In what appears to be a ‘cops charter’, government measures currently going through parliament will end the automatic right of working people to see a solicitor if they are arrested.

The changes will mean access to a lawyer whilst in custody can be ‘means tested’. Anyone who is in employment could have to deal with arrest, interview, charge, and bail issues without any access to legal support or advice – unless they are prepared to pick up a hefty legal bill afterwards.

This is only one of many regressive measures contained in the Legal Aid, Sentencing, and Punishment of Offenders (LASPO) bill. If passed, this Act will also restrict legal aid for taking civil legal actions against the police, and make it more difficult to get ‘no win, no fee’ conditional fee agreements.
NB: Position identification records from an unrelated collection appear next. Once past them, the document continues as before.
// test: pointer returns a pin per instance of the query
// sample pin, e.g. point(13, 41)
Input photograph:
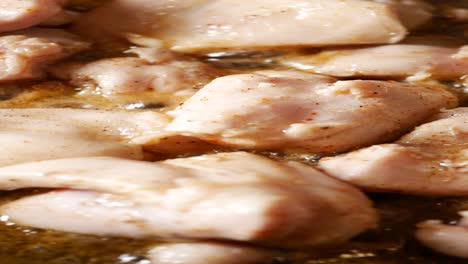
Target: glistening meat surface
point(431, 160)
point(204, 24)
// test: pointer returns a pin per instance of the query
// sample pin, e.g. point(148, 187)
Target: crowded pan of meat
point(233, 132)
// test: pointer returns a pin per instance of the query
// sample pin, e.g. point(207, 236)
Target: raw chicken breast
point(41, 134)
point(412, 13)
point(205, 24)
point(20, 14)
point(431, 160)
point(281, 110)
point(391, 61)
point(208, 253)
point(447, 239)
point(25, 54)
point(283, 204)
point(155, 70)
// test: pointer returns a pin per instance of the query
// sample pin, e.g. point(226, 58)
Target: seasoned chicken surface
point(412, 13)
point(390, 61)
point(283, 204)
point(154, 70)
point(25, 54)
point(431, 160)
point(280, 110)
point(202, 24)
point(447, 239)
point(20, 14)
point(207, 253)
point(41, 134)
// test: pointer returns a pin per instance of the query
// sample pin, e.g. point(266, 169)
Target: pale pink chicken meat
point(26, 54)
point(20, 14)
point(283, 204)
point(446, 239)
point(431, 160)
point(390, 61)
point(154, 70)
point(294, 111)
point(41, 134)
point(204, 24)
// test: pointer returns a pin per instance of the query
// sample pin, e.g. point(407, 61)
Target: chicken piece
point(431, 160)
point(41, 134)
point(446, 239)
point(208, 253)
point(20, 14)
point(154, 70)
point(391, 61)
point(283, 204)
point(25, 54)
point(300, 112)
point(412, 13)
point(204, 24)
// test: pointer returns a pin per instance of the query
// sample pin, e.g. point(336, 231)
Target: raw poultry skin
point(20, 14)
point(389, 61)
point(301, 112)
point(204, 24)
point(431, 160)
point(208, 253)
point(154, 69)
point(282, 204)
point(25, 54)
point(41, 134)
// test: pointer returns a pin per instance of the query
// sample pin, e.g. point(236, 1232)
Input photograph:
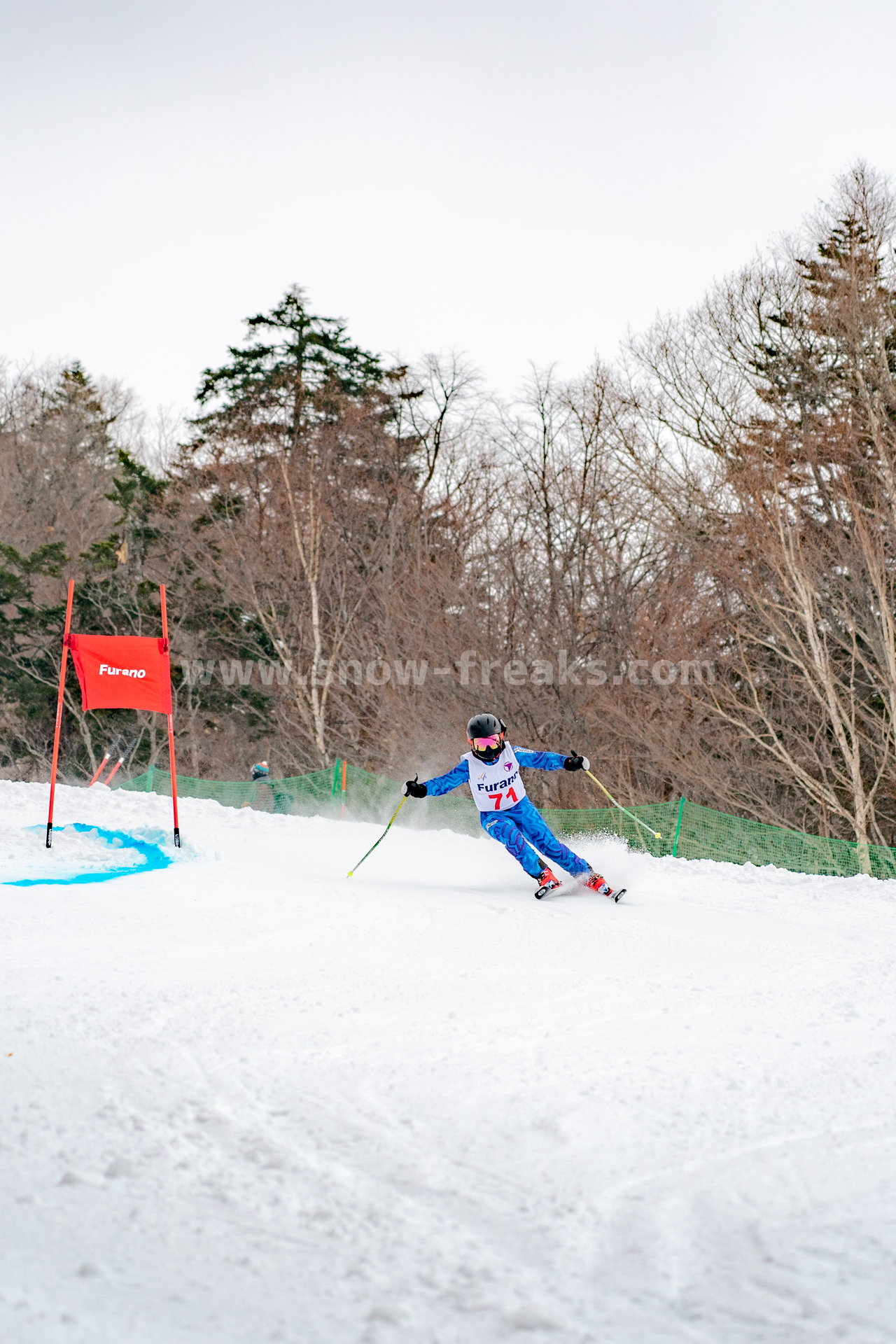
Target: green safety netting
point(688, 830)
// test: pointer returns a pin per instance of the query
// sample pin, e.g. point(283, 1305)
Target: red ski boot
point(547, 882)
point(596, 882)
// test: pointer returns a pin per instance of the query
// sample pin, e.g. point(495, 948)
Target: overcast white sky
point(523, 181)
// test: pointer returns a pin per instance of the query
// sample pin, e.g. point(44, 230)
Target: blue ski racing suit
point(520, 827)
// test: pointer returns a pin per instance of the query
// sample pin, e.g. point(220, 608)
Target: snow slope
point(246, 1098)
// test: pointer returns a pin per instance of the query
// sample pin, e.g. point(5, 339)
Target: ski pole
point(102, 766)
point(351, 874)
point(121, 760)
point(654, 834)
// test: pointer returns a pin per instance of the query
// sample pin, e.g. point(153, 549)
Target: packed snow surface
point(246, 1098)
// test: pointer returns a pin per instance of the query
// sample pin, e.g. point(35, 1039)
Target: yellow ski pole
point(351, 874)
point(654, 834)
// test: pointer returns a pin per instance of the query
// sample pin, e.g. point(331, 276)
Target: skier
point(492, 769)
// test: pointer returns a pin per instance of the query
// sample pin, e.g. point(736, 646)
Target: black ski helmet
point(486, 726)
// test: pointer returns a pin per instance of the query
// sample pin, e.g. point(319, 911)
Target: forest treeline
point(682, 565)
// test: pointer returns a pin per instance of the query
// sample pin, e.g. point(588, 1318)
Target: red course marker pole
point(59, 701)
point(171, 723)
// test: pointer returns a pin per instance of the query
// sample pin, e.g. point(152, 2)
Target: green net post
point(675, 843)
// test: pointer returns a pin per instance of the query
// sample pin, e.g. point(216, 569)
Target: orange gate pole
point(59, 702)
point(171, 723)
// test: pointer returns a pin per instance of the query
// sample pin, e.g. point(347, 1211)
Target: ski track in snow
point(250, 1100)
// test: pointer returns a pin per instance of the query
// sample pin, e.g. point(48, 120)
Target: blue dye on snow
point(152, 855)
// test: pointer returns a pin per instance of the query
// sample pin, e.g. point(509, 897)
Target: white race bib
point(496, 787)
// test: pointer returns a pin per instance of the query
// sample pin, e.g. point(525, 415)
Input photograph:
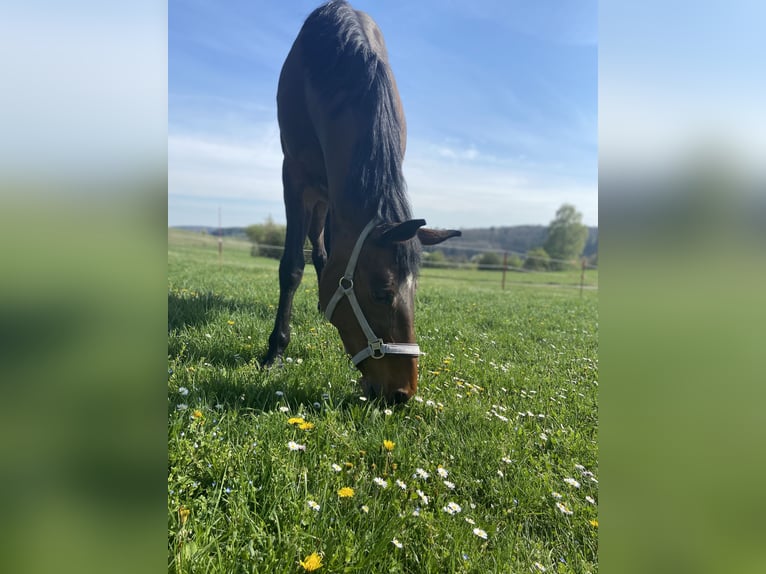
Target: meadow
point(492, 467)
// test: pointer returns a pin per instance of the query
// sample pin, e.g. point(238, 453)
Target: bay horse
point(343, 137)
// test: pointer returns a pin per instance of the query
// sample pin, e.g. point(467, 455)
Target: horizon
point(517, 82)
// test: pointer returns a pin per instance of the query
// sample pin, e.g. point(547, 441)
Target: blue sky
point(500, 99)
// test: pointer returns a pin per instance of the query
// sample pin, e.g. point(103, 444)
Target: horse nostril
point(400, 397)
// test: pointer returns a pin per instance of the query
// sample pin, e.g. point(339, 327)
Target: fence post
point(505, 267)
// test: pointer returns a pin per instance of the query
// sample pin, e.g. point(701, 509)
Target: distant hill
point(519, 239)
point(225, 231)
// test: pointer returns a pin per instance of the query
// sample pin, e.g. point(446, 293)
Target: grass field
point(492, 468)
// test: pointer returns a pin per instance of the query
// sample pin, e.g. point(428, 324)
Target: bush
point(537, 260)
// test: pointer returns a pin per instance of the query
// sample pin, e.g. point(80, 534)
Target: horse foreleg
point(317, 237)
point(290, 270)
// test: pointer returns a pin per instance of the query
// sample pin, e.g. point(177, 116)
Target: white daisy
point(572, 482)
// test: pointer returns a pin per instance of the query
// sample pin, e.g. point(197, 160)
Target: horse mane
point(340, 58)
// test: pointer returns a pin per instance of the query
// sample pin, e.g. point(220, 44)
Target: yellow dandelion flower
point(183, 514)
point(312, 562)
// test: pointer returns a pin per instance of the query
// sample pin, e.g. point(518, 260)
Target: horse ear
point(401, 231)
point(434, 236)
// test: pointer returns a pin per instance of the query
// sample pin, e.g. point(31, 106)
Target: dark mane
point(341, 58)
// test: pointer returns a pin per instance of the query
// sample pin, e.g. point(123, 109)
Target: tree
point(434, 259)
point(566, 236)
point(268, 238)
point(490, 260)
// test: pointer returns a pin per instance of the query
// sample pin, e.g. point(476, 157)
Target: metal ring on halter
point(349, 281)
point(377, 349)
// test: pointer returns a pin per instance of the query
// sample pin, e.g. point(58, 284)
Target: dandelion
point(183, 514)
point(420, 473)
point(312, 562)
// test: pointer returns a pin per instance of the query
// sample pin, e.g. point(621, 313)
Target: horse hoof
point(270, 362)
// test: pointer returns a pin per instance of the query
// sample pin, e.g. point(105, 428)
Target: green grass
point(493, 359)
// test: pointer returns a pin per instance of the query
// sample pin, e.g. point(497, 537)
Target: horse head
point(372, 302)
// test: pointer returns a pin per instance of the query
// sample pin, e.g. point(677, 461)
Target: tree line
point(562, 244)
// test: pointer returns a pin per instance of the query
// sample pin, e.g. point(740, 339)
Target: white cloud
point(208, 167)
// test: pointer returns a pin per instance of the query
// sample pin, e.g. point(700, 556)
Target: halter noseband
point(375, 348)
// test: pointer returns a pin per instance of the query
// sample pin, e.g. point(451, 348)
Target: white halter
point(376, 348)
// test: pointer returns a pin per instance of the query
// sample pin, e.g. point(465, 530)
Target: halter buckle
point(377, 349)
point(346, 283)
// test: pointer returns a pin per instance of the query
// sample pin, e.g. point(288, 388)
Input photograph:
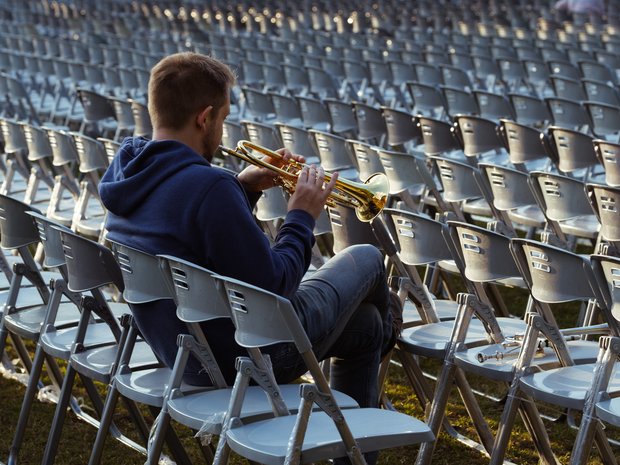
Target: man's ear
point(204, 117)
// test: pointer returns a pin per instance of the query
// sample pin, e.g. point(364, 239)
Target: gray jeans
point(344, 309)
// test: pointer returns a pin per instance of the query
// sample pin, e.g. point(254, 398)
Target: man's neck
point(186, 136)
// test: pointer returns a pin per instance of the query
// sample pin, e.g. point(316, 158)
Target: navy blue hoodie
point(164, 198)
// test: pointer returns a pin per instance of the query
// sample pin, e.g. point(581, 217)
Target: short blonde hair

This means it will be even less likely that aggression, violence or misconduct by police is heard in the courts.

Working people are already denied access to legal aid in court, and face the choice between representing themselves or paying hefty legal bills. In the magistrates’ court particularly, this increases pressures on people to plead guilty, or accept cautions, rather than spend money on lawyers or face an unintelligible legal system alone.

The changes outlined in the bill could mean that people will have to deal with the entire process, from arrest to trial, without even seeing a solicitor.

It is hard to see these measures as anything other than a ‘cops charter’ granting unrestricted abuses of power. They know full well that most people arrested for minor offences won’t bother getting a solicitor if they have to pay. They will then have even greater freedom to pressurise and bully, to misinform and coerce, and to abuse their position. Most people in police custody are vulnerable, confused or frightened, easy victims for a system that lacks respect for the idea of ‘innocent until proven guilty.’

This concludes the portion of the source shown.